While at Recology, Hemenway laboriously processed the collected materials, transmuting unremarkable substances that are often discarded in construction–like rosin-paper drop cloth and sawdust–to coat the surfaces of wireframes or metal table bases. She intuitively wove these together with an assortment of other media, including quilted placemats, cloth-covered wiring, chiffon ribbon, vinyl-coated cable, MDF, and enamel pins–some seemingly discarded when brand new and others bearing traces of their past use. As a result, the richly textured pieces reveal new facets as you consider each piece of the whole, whether the sooty weathering on one side of recovered electrical wiring or the hints of the original textile print on a cut cloth surface. In Hemenway’s reshaping of materials, she grants the same respect to the overlooked and ephemeral as to furnishings, prompting us to reflect on the value we place on the things that surround us and the work and resources it takes to produce them.

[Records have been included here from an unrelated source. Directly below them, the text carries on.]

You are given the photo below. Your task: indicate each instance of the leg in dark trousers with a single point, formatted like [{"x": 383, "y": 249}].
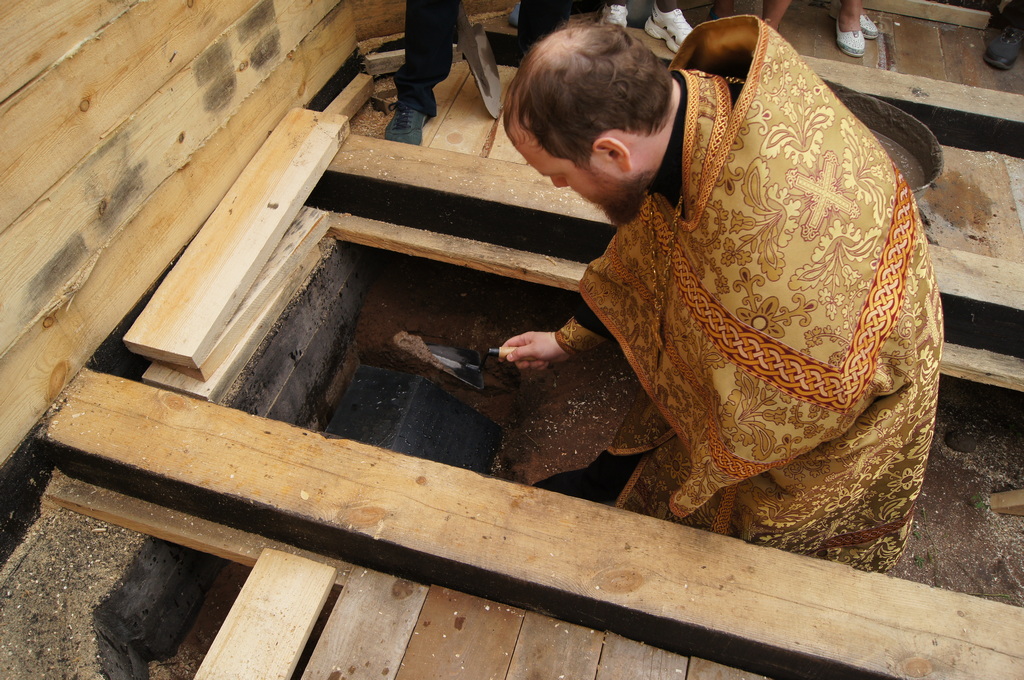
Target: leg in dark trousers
[
  {"x": 600, "y": 481},
  {"x": 539, "y": 17},
  {"x": 429, "y": 34}
]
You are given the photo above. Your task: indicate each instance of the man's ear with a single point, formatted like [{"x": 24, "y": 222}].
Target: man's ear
[{"x": 609, "y": 152}]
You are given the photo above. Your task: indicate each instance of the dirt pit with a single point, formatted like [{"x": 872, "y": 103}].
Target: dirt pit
[{"x": 561, "y": 418}]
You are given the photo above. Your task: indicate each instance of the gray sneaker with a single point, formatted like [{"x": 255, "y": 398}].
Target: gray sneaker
[{"x": 406, "y": 125}]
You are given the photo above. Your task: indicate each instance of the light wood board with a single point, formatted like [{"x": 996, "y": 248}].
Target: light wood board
[
  {"x": 369, "y": 628},
  {"x": 182, "y": 323},
  {"x": 270, "y": 621},
  {"x": 48, "y": 253},
  {"x": 681, "y": 589},
  {"x": 220, "y": 382},
  {"x": 35, "y": 370}
]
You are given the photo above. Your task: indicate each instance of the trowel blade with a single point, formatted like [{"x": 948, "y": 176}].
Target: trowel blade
[{"x": 463, "y": 364}]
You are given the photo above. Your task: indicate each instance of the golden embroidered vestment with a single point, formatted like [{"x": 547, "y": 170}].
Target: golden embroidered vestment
[{"x": 786, "y": 330}]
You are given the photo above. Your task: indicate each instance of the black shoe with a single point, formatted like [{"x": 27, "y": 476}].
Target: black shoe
[
  {"x": 406, "y": 125},
  {"x": 1003, "y": 51}
]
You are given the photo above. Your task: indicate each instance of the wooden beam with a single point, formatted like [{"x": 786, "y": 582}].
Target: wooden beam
[
  {"x": 35, "y": 370},
  {"x": 368, "y": 646},
  {"x": 960, "y": 116},
  {"x": 1011, "y": 503},
  {"x": 186, "y": 316},
  {"x": 480, "y": 256},
  {"x": 217, "y": 386},
  {"x": 933, "y": 11},
  {"x": 38, "y": 33},
  {"x": 270, "y": 621},
  {"x": 687, "y": 591},
  {"x": 178, "y": 527},
  {"x": 351, "y": 99},
  {"x": 46, "y": 254}
]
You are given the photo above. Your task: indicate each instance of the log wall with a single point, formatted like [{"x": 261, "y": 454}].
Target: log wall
[{"x": 125, "y": 123}]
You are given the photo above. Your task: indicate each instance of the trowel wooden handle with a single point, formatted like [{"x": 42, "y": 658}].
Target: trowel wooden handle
[{"x": 502, "y": 352}]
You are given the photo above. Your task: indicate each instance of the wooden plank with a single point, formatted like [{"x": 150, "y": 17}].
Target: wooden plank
[
  {"x": 473, "y": 254},
  {"x": 1011, "y": 503},
  {"x": 506, "y": 183},
  {"x": 299, "y": 241},
  {"x": 982, "y": 367},
  {"x": 57, "y": 119},
  {"x": 186, "y": 315},
  {"x": 459, "y": 635},
  {"x": 37, "y": 33},
  {"x": 178, "y": 527},
  {"x": 269, "y": 623},
  {"x": 448, "y": 525},
  {"x": 701, "y": 669},
  {"x": 915, "y": 46},
  {"x": 221, "y": 381},
  {"x": 627, "y": 660},
  {"x": 551, "y": 648},
  {"x": 970, "y": 207},
  {"x": 938, "y": 94},
  {"x": 369, "y": 628},
  {"x": 933, "y": 11},
  {"x": 444, "y": 95},
  {"x": 48, "y": 253},
  {"x": 991, "y": 280},
  {"x": 38, "y": 367},
  {"x": 352, "y": 98}
]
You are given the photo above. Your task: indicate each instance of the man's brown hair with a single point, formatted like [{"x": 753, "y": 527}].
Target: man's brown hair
[{"x": 583, "y": 80}]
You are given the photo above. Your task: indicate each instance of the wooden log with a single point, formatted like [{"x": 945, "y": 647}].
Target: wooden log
[
  {"x": 57, "y": 119},
  {"x": 459, "y": 635},
  {"x": 551, "y": 648},
  {"x": 700, "y": 669},
  {"x": 38, "y": 33},
  {"x": 47, "y": 254},
  {"x": 481, "y": 256},
  {"x": 982, "y": 367},
  {"x": 369, "y": 628},
  {"x": 960, "y": 116},
  {"x": 627, "y": 660},
  {"x": 220, "y": 382},
  {"x": 355, "y": 94},
  {"x": 270, "y": 621},
  {"x": 933, "y": 11},
  {"x": 1011, "y": 503},
  {"x": 186, "y": 316},
  {"x": 507, "y": 204},
  {"x": 177, "y": 527},
  {"x": 38, "y": 367},
  {"x": 687, "y": 591}
]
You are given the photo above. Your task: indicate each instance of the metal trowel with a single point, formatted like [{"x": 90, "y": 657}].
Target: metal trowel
[
  {"x": 465, "y": 365},
  {"x": 474, "y": 46}
]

Dana Hemenway is an artist, curator, and educator based in San Francisco. She received her MFA from Mills College and her BA from the University of California Santa Cruz. Hemenway has had residencies at the Bemis Center for Contemporary Art in Omaha, NE, ACRE in Stueben, WI, SÍM in Reykjavik, Iceland, and The Wassaic Project in upstate New York. Hemenway has been awarded a San Francisco Arts Commission Individual Artist Grant and Southern Exposure Alternative Exposure Grant. In 2020, she completed a public art commission for SFO’s Terminal 1. Hemenway has exhibited her artwork locally, nationally, and internationally. From 2015 to 2017, she served as a co-director of Royal Nonesuch Gallery, an artist-run project space in Oakland, CA.